I'm unsure if I can post such stuff so before I do and stupidly get banned, is it acceptable to speak about the type of things Stephanie and I have had during our 2-3 years of having sex? I again asked for her permission for me to do so and she said ok I'm more than entitled to do so


----------



## Mr.Married (Feb 21, 2018)

This place doesn't mind sex talk. I would be careful to not release personnel details like last names and stuff. Keep some personnel privacy


----------



## MaleGamer91 (Nov 18, 2019)

Mr.Married said:


> This place doesn't mind sex talk. I would be careful to not release personnel details like last names and stuff. Keep some personnel privacy


Oh no no I only mention myself and Stephanie and first names only, nothing that can identify myself or others but stuff like what happened what was being worn etc


----------



## Mr.Married (Feb 21, 2018)

MaleGamer91 said:


> Oh no no I only mention myself and Stephanie and first names only, nothing that can identify myself or others but stuff like what happened what was being worn etc


Yeah everyone talks about that stuff all the time here. Your good to go. 

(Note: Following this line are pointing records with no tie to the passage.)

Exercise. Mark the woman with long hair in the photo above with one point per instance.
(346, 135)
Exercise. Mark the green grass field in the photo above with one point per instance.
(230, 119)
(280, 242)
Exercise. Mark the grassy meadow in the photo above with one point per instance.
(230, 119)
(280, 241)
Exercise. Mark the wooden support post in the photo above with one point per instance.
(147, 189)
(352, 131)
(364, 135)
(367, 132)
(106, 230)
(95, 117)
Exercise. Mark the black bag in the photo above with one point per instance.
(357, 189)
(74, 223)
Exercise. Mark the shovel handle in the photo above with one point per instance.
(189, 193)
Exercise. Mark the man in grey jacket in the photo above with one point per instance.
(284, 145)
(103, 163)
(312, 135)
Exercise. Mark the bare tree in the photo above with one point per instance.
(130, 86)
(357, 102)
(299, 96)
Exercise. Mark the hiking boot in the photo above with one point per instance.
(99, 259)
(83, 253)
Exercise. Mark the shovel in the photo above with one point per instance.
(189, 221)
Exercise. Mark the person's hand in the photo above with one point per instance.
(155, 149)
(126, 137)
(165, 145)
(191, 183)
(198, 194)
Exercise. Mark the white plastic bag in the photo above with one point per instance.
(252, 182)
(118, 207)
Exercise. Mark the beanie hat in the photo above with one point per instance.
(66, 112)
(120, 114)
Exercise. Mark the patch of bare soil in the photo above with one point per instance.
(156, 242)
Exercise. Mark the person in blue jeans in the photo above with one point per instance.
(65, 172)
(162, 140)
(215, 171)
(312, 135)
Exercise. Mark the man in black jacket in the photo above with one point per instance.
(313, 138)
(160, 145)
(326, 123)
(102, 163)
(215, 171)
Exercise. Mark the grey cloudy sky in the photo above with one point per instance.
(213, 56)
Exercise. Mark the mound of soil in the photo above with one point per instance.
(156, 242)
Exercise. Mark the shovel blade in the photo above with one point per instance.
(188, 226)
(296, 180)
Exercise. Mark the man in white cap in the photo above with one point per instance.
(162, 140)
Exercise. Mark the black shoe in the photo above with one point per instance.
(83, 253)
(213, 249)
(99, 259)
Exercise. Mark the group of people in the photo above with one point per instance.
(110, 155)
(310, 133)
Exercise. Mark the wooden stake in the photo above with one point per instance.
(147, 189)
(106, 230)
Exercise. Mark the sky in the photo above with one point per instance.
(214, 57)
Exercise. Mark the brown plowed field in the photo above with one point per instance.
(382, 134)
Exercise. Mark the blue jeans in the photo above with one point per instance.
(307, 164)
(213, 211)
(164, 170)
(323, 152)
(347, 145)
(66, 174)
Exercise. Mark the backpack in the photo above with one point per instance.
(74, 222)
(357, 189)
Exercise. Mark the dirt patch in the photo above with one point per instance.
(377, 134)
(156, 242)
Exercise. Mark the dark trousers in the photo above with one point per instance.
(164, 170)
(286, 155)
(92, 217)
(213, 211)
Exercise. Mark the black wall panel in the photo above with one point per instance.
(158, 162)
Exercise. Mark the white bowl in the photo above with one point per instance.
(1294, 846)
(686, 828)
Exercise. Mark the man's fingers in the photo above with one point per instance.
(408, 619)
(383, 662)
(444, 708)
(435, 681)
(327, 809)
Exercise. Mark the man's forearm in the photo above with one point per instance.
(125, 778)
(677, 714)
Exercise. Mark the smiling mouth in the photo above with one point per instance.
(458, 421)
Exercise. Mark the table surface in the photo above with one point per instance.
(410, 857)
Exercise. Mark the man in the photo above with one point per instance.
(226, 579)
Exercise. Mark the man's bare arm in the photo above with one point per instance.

I've learned a few tips and tricks here myself.


----------



## MaleGamer91 (Nov 18, 2019)

Mr.Married said:


> MaleGamer91 said:
> 
> 
> > Oh no no I only mention myself and Stephanie and first names only, nothing that can identify myself or others but stuff like what happened what was being worn etc
> ...


Stephanie and I have had loads, I'm thankful that she is very very kind towards what I want to try and I do likewise, apart from the past month everything has been wonderful and when it comes to it I'm not shy to share ideas she doesn't close me down she discusses things and I do the same with her ideas and we're one of the few couples who frequently look to porn for ideas and we've done lots and so on


----------



## Mr.Married (Feb 21, 2018)

MaleGamer91 said:


> Stephanie and I have had loads, I'm thankful that she is very very kind towards what I want to try and I do likewise, apart from the past month everything has been wonderful and when it comes to it I'm not shy to share ideas she doesn't close me down she discusses things and I do the same with her ideas and we're one of the few couples who frequently look to porn for ideas and we've done lots and so on



The part about how you guys discuss these things is very important. It is a skill that many people do not have. In this aspect of your relationship, you two are lucky to have
found one another.


----------



## MaleGamer91 (Nov 18, 2019)

Mr.Married said:


> MaleGamer91 said:
> 
> 
> > Stephanie and I have had loads, I'm thankful that she is very very kind towards what I want to try and I do likewise, apart from the past month everything has been wonderful and when it comes to it I'm not shy to share ideas she doesn't close me down she discusses things and I do the same with her ideas and we're one of the few couples who frequently look to porn for ideas and we've done lots and so on
> ...


I'm very happy we discuss anything and everything, I'm protective in so many ways even when we first met in real life we connected really well and again I have a gem nothing annoys us or very little if anything but the past month has felt weird, but yeah I would be lost without her


----------